I can remember being a kid and asking how to get people to like me. The advice I got was always the same, whether I was talking about making friends, or getting a girl, or pursuing student government: “BE YOURSELF.” On the surface, this sounds like the right thing to say. Shoot, I’m sure I’ve said it too, but here are 5 reasons why it is bad advice:
- It’s a lazy answer. Advice should always be beneficial, and personal. For a person just to respond, “be yourself” can dismiss the opportunity to personally pour into a person and build a relationship. Instead of giving a text-book response, why not dig a little deeper and actually guide them to a more meaningful answer.
- We don’t really mean it. Once a child is old enough to go in public, we condition and socialize him or her to be acceptable. If a baby wanted to run through either church, or Wal-Mart, stark naked, we teach that child that it is unacceptable. We teach good manners, and set social boundaries. So to turn around and say, “be yourself,” is honestly sending a mixed signal. Because, for some, being oneself means being a jerk, and we don’t want that do we?
- Many people aren’t sure who they are; and I’m not talking about just children. Have you ever heard the old saying that God knows us better than we know ourselves? That is because we really don’t know ourselves very well. We are ever-changing people, who grow and mature (hopefully) everyday; becoming more like the person God intended for us to be. To tell a person who isn’t really sure about who they are to be yourself, may only add to their confusion.

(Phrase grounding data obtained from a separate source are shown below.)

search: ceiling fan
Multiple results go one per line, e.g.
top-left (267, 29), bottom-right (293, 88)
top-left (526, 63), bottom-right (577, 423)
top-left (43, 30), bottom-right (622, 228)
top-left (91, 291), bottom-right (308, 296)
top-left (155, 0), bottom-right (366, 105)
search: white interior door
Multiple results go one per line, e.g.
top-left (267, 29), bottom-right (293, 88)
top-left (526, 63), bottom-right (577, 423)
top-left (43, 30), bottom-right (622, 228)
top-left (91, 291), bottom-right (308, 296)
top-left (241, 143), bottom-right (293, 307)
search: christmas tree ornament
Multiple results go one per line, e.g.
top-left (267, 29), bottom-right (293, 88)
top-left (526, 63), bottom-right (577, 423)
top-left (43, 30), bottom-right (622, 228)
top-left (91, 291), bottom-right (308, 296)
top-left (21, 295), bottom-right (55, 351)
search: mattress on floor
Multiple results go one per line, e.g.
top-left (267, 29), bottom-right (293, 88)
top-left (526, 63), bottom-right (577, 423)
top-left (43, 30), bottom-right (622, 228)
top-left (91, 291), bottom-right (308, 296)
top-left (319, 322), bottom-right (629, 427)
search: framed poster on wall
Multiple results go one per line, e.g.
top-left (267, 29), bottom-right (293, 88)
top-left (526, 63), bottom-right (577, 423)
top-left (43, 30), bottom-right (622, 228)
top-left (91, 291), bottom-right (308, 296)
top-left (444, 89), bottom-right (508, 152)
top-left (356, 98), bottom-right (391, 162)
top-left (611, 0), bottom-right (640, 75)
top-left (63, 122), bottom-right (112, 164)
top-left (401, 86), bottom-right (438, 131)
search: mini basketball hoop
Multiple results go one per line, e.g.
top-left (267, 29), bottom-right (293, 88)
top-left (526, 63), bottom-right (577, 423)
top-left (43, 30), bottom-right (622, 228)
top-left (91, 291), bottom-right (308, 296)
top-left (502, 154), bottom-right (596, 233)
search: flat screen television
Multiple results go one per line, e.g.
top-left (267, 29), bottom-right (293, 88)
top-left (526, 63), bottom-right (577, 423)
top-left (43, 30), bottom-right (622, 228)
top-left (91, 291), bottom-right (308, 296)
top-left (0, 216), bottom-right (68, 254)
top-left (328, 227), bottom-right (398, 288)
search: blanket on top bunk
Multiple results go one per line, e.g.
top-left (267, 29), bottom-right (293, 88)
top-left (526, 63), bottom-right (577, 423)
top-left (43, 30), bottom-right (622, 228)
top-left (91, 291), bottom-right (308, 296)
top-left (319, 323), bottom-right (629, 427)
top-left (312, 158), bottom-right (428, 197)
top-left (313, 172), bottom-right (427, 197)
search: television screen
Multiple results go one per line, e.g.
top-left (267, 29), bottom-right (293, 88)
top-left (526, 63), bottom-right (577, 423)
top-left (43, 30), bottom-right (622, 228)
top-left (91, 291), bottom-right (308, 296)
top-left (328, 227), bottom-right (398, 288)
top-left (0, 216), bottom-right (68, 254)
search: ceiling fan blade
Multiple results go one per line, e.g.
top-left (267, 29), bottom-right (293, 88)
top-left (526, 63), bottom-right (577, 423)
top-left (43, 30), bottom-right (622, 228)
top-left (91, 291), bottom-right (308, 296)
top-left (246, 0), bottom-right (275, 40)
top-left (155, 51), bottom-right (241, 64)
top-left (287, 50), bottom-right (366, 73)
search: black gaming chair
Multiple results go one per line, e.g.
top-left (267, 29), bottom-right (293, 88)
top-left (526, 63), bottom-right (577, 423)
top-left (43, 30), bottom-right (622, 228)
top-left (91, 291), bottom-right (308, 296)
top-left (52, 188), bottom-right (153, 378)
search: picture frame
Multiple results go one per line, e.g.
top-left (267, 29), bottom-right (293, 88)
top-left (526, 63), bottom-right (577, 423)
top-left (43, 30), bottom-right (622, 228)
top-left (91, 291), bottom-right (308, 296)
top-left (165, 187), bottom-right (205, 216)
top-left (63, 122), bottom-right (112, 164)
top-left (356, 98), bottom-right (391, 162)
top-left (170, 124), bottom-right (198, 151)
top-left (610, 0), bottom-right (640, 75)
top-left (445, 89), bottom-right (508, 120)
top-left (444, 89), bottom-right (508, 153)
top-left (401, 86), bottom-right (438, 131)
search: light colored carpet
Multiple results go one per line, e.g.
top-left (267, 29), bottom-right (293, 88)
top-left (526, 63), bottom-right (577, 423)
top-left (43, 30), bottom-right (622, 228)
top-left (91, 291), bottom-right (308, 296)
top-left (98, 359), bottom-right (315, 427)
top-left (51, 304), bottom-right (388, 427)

- Hyper-individuality creates chaos. If everyone completely adhered to this belief system, we would all just do what is right in our own eyes; just like the Children of Israel in of the book of Judges (chapter 17:6 and 21:25). Being so focused on individual expression erodes the collective preservation and leads to a moral and social chaos.
- It’s okay if people don’t like you. Instead of giving advice about how to be liked or accepted, we could focus more on how to be confident and respected. Confidence and respect are built on certain absolutes, that can not be achieved by the over exertion of individuality. So then being consistent and true to those absolutes will certainly cause those without such resolve to dislike you, and that’s ok; as long as they continue to respect you. Because no one deserves to be disrespected.
I’m not saying that “be yourself” should never be spoken, but that advice should always be qualified. Romans 12:2 teaches us clearly not to be conformed to anything, but to be transformed into everything God intended for us to be, by continually renewing our minds. Follow THAT principle, be confident in God, and let the chips fall where they may.